As another finding of the study, and in line with previous studies, the main predictors of POAF occurrence, in addition to SIRI index, were old age, history of hypertension, and history of smoking.
Other studies have also pointed to some background parameters, as well as procedure-related variables as predictors of this complication. In a study by Lotter et al.,[26] advanced age, a P-wave duration of ≥100 ms, chronic obstructive pulmonary disease (hypertension <1 point>, age >75 years <1 point>, stroke or transient ischemic attack <2 points>, chronic obstructive pulmonary disease <1 point>, and heart failure <2 points> [HATCH]) score, and CPB time ≥100 min were associated with POAF. Erdolu and As[27] also reported that higher age and increased atrial volume along with reduced LVEF were all associated with the risk for POAF. Apart from the role of underlying risk factors, intraoperative characteristics have also been suggested as significant factors associated with the occurrence of AF. In this context, although in the present study, we did not find a relationship between CPB or cross-clamp time, both factors have been identified in some studies as important and influential factors on the occurrence of this arrhythmia. Overall, the occurrence of this complication can be considered the result of a multifactorial interaction between preoperative and intraoperative factors. Therefore, in addition to the role of inflammatory factors such as SIRI, special attention should be paid to preoperative factors and procedural parameters.

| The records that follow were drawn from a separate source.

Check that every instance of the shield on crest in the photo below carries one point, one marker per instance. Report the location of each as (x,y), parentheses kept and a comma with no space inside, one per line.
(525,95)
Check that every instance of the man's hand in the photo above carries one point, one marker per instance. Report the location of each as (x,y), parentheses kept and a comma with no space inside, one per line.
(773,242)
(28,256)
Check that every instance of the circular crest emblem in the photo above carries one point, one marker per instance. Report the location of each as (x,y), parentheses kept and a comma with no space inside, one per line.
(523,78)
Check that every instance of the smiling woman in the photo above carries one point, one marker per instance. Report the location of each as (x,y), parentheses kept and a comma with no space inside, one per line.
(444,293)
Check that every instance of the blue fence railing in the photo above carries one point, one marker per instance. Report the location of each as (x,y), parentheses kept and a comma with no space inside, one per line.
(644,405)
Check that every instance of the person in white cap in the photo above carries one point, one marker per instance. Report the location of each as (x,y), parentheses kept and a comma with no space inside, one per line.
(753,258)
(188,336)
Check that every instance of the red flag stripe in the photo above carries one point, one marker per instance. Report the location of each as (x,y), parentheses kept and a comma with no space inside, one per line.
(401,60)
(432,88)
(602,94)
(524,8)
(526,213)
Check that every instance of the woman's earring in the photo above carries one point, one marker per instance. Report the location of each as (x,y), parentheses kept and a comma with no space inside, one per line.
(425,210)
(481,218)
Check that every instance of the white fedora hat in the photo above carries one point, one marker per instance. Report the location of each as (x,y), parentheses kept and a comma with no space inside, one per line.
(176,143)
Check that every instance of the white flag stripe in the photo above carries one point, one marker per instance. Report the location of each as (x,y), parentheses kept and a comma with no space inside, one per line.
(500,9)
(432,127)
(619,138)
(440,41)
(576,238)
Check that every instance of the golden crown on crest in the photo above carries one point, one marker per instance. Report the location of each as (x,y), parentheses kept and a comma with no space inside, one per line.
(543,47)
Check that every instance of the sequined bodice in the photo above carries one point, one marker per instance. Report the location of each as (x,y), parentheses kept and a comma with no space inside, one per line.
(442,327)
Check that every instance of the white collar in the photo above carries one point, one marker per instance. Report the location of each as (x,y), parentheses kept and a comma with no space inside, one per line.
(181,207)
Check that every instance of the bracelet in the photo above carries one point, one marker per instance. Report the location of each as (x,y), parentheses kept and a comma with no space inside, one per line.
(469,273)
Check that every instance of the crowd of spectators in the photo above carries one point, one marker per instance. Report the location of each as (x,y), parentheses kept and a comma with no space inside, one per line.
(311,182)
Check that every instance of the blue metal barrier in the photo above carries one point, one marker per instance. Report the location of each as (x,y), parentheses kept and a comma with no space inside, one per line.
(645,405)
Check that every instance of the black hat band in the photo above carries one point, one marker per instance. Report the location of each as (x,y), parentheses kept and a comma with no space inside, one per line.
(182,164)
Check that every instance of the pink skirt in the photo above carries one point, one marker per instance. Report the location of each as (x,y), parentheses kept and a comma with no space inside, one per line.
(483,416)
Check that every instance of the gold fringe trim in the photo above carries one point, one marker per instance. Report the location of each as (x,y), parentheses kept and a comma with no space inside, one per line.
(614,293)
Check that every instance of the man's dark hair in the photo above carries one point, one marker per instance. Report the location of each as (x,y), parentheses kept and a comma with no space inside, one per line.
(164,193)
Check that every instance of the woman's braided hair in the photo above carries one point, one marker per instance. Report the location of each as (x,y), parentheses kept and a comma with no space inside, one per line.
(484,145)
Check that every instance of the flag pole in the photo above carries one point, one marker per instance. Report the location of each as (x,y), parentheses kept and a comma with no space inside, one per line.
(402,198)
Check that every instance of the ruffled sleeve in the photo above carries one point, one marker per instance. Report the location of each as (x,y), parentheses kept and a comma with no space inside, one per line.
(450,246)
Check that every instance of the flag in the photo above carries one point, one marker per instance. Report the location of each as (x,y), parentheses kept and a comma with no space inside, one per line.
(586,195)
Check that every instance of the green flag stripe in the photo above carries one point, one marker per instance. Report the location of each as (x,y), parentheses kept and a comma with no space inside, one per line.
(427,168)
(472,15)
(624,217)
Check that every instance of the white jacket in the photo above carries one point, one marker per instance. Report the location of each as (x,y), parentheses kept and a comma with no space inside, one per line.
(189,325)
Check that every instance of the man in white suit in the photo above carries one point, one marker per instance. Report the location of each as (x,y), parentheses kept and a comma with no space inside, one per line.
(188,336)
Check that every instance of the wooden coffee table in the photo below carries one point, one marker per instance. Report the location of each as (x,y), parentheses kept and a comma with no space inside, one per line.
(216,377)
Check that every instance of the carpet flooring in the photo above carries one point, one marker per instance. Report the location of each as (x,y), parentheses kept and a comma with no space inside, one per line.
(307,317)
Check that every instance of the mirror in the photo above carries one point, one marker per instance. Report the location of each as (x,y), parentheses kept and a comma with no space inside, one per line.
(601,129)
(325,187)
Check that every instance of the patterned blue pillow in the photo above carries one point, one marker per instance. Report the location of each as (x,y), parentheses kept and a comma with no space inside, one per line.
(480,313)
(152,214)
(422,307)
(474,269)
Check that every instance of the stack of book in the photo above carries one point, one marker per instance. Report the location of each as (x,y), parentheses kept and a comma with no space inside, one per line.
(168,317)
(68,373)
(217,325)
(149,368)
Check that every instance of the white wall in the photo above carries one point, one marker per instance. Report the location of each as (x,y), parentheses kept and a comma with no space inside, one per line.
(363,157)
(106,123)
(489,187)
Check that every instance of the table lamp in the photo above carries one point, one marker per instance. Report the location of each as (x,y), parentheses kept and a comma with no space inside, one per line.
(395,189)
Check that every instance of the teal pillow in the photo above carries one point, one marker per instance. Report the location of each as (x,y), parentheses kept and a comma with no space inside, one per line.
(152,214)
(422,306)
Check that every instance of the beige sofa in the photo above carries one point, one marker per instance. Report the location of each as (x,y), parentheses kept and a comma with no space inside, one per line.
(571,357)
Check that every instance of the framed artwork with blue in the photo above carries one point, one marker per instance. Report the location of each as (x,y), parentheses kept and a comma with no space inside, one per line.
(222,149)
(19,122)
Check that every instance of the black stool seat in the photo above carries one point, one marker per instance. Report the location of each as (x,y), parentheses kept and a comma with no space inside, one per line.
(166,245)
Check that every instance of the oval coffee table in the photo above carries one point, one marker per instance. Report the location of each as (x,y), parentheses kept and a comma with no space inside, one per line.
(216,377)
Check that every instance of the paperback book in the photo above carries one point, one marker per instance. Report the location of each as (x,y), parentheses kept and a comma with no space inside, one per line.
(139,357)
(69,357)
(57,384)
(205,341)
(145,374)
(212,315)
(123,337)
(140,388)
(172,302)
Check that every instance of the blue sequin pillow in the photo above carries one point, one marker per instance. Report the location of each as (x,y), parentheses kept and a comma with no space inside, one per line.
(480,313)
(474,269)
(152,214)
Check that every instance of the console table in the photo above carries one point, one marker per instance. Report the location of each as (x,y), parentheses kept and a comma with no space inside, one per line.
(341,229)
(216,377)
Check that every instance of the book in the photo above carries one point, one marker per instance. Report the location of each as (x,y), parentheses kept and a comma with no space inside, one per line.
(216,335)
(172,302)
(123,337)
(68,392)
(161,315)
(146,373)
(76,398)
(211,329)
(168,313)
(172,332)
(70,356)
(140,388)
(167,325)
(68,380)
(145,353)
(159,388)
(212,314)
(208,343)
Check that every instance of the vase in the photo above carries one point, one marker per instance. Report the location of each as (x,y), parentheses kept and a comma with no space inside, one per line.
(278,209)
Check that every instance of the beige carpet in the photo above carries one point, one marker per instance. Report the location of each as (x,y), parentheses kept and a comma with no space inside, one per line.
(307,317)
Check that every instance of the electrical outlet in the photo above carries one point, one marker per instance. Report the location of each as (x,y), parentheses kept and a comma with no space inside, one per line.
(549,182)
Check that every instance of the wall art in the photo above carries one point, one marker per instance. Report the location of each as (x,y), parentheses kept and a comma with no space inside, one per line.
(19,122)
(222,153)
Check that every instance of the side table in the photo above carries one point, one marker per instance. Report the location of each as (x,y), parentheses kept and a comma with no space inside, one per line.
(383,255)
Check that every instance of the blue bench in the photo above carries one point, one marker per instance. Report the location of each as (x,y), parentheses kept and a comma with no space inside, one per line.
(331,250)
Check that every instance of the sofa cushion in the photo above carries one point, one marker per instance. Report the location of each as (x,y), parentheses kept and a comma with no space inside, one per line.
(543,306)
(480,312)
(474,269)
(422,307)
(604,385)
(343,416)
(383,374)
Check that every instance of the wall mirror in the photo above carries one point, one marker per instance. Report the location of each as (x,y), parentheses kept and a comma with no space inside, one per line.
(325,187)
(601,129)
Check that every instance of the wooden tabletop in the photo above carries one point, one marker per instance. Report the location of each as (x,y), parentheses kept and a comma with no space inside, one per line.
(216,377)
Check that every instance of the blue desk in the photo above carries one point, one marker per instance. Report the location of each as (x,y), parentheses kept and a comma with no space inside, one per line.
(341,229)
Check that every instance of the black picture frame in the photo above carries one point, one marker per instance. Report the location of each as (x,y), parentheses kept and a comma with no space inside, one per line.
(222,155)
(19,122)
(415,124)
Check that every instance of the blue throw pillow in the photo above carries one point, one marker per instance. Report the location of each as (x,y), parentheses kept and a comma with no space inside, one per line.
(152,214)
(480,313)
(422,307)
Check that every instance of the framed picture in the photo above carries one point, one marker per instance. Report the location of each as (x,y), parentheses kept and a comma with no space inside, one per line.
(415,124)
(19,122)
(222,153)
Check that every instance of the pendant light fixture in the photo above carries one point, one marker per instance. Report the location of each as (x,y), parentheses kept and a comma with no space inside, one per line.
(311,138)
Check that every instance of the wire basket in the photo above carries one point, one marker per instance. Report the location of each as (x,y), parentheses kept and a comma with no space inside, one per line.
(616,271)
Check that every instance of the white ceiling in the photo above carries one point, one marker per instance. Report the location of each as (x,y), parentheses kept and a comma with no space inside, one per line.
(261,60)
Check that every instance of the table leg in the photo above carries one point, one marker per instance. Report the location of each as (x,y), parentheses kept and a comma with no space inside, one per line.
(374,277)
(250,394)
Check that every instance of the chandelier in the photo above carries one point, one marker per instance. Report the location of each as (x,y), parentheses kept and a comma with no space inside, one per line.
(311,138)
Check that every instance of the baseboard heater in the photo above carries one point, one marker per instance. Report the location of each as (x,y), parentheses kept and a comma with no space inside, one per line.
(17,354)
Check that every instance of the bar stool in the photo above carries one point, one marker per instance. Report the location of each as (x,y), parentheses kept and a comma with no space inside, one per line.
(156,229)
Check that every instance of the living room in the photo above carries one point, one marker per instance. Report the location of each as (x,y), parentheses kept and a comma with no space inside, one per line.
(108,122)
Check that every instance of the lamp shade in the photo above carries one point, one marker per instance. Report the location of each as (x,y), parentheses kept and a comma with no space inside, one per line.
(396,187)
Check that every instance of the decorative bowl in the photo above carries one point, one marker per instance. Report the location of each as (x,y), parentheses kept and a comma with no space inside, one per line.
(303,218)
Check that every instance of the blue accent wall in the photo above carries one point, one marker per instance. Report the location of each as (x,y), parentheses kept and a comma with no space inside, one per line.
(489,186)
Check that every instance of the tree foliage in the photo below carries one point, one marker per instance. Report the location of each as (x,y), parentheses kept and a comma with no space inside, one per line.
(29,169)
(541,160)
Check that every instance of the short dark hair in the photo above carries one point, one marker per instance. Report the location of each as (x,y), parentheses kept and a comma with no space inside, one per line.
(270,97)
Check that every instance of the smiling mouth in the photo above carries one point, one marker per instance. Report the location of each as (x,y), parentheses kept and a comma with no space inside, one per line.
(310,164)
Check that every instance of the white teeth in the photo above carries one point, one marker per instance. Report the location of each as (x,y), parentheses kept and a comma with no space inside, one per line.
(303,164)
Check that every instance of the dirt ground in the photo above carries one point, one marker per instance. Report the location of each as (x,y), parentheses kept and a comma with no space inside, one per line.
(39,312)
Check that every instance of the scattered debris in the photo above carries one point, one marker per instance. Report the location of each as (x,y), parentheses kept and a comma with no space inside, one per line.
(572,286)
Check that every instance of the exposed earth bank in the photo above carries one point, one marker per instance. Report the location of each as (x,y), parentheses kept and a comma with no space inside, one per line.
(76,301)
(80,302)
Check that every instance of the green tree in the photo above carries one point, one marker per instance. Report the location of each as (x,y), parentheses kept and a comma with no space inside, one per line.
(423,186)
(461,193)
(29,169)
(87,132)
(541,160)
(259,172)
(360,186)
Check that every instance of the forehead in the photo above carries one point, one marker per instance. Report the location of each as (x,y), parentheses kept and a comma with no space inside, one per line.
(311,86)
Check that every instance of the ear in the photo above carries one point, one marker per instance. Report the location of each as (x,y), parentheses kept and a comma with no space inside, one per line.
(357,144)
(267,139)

Nonetheless, there are some limitations to this study. First, the predictive value of SIRI was only evaluated in predicting the occurrence of postoperative atrial fibrillation, and the role of this marker in predicting the occurrence of long-term arrhythmias (through long-term follow-up of patients) was not evaluated. Second, the predictive value of SIRI was not compared with other inflammatory and proinflammatory factors.
Finally, due to the possibility of differences in atrial fibrillation rates in different surgical techniques, the difference in the value of SIRI in predicting arrhythmias between off-pump and on-pump types was not compared.
In conclusion, POAF is a common postoperative complication after CABG which can be induced by the activation of different inflammatory processes.
Therefore, the role of SIRI index to predict the occurrence of POAF is mostly highlighted in recent years. Our study results suggest that increased SIRI along with other parameters such as advanced age, history of hypertension, smoking and reduced LVEF can effectively predict POAF in CABG patients. Further large-scale, prospective studies are needed to draw more reliable conclusions on this subject.